Which is why Argentina is going one step further to exert some control over the process. The government of Cristina Kirchner has nationalized Argentina Airlines as well as pension funds, and it has also instituted measures to slow capital flight from the country. Most recently, it nationalized a key oil company, YPF, taking back control of the firm from a Spanish company that had a majority stake. "A poll conducted by Poliarguia Consultores published in the Argentine newspaper La Nacion," writes FPIF contributor Melissa Moskowitz in Annotate This: EU Response to Argentina's Nationalization, "indicated that 62 percent of Argentines support President Cristina Kirchner's plans to nationalize YPF. President Kirchner's decision to promote and defend nationalization reflects growing opinion that the company has 'not invested enough' in Argentina 'to cope with growing international demand.'"

Argentina is by no means the only country in the region to roll back the privatization mania. The Brazilian government increased its control over the oil company Petrobras a couple years ago. In Bolivia, the government of Evo Morales recently renationalized the electricity grid, which had also been in Spanish hands. This move comes after the nationalization of hydroelectric facilities and telecommunications. Venezuela, under Hugo Chavez, has made enlarging the state sector a populist rallying cry. And Ecuador has followed suit with laws to allow the government to seize oil and gas companies that don't comply with national regulations.

Despite this new trend in Latin America, foreign investors have been flocking to the region. In 2011, the region saw a 31-percent increase in foreign capital. But here's the underlying reason for the nationalizations. According to a recent UN report, "FDI revenue transferred back to the countries of origin has increased from US$20 billion per year between 1998 and 2003 to US$84 billion between 2008 and 2010 per year." Sound familiar? Back in 1973, Uruguayan writer Eduardo Galeano wrote, "Latin America is the region of open veins. Everything, from the discovery until our times, has always been transmuted into European -- or later United States -- capital, and as such has accumulated in distant centers of power." Latin American leaders are, with these nationalizations, attempting to stem the blood loss.

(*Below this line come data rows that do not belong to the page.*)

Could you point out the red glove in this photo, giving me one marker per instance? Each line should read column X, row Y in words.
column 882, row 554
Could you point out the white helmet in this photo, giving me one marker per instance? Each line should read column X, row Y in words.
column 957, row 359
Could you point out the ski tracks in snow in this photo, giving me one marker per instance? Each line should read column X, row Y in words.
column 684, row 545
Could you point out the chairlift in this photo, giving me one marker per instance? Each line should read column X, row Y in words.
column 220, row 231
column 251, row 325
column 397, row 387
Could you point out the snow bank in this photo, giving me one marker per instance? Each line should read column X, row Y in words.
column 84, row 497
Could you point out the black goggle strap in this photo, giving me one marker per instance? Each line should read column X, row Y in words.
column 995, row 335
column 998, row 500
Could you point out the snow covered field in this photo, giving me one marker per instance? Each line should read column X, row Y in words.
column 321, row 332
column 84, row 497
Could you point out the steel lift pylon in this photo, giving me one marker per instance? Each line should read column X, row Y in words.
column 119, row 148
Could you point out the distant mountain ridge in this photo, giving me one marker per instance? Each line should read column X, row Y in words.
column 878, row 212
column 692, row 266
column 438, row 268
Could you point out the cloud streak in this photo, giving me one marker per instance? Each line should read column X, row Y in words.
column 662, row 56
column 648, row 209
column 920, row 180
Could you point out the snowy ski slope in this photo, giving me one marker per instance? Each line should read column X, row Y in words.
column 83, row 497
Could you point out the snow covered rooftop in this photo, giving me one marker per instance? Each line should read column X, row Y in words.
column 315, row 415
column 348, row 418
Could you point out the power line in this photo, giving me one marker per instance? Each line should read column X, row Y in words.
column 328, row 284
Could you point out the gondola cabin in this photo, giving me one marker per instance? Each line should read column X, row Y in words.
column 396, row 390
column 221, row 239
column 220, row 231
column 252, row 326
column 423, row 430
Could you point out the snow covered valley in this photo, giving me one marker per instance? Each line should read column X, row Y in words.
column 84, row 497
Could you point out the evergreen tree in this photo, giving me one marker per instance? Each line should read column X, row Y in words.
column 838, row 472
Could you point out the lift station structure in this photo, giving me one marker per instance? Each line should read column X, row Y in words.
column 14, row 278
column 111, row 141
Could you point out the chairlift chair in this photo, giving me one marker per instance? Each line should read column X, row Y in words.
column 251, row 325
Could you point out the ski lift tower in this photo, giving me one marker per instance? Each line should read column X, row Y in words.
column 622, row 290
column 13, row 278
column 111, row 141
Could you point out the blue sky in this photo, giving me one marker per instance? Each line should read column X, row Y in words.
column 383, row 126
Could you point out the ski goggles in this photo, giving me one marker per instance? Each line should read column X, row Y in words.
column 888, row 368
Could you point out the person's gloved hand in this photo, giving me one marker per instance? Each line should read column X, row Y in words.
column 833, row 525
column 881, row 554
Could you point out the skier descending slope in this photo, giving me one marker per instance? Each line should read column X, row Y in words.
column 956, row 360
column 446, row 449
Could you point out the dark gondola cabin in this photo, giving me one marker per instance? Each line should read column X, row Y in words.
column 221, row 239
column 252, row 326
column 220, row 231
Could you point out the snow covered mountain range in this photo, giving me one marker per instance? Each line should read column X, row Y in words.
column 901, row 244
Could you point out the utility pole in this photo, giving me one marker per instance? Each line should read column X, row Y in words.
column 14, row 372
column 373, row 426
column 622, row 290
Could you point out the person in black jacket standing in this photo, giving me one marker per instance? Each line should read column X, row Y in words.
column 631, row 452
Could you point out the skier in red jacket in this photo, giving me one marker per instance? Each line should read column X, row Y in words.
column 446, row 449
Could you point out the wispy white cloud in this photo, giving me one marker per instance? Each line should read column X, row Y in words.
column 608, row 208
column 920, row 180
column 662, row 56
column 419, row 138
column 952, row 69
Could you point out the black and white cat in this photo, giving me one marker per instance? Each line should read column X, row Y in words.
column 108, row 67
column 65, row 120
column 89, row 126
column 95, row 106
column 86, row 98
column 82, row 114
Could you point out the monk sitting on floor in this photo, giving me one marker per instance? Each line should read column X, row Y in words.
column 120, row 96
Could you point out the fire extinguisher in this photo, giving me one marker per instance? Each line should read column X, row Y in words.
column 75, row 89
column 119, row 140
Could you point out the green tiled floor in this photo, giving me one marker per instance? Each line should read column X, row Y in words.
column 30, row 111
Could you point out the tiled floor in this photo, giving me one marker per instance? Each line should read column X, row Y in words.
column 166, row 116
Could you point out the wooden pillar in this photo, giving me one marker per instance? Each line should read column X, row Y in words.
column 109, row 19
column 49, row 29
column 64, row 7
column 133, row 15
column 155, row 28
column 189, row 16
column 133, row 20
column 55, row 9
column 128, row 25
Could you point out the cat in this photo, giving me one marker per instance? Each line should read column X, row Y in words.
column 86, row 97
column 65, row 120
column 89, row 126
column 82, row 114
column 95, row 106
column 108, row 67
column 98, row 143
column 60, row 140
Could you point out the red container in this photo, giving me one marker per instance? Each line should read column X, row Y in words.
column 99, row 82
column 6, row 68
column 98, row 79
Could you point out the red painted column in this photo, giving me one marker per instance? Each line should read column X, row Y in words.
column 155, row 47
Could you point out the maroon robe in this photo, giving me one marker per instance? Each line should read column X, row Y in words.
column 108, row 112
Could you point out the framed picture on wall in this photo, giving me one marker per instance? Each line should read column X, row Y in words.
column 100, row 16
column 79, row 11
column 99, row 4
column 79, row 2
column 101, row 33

Perhaps they will get some help from an unusual quarter -- the World Bank. The new head Jim Yong Kim is a health professional, not a free-trader like Robert Zoellick or a neocon like Paul Wolfowitz. One person can't change an institution. But there are plenty of people at the World Bank who are waiting for this new kind of leadership. The 2000/2001 World Development Report, prepared by a team led by Ravi Kanbur and Nora Lustig, was an extraordinary effort based on interviews with more than 60,000 poor people in 60 countries. Alas, the Bank subsequently returned to its more traditional top-down approach. But Jim Kim's is much more grassroots-oriented. Perhaps the World Bank under his leadership can help shift the locus of attention from facilitating financial speculation to empowering the poor.

A backlash against austerity in Europe, a move toward greater state control in Latin America, a change in leadership at the World Bank: this might seem slender evidence for a Copernican revolution in economics. The evidence for overturning orthodoxy might even have seemed stronger in 1999, when the Asian financial crisis prompted New Perspectives Quarterly to ask economists Laura Tyson, Jeffrey Sachs, and others whether the Washington consensus was truly at an end (they saw greater "market pluralism" emerging). Moreover, a number of leaders like Barack Obama are styling themselves as Tyco Brahe, the Danish astronomer who attempted to combine both Ptolemy and Copernicus into an untenable geo-heliocentric system. These modern-day Brahes want to preserve the Washington consensus with only a few modifications.

As the world lurches from one economic crisis to another, and with the even larger crisis of global warming looming above it all, one thing is certain: there is no longer any consensus in Washington over what to do. Neo-liberalism survives, but more out of inertia than conviction. Meanwhile, out there in the world, the economic Copernicans are busy reconstructing the order of things.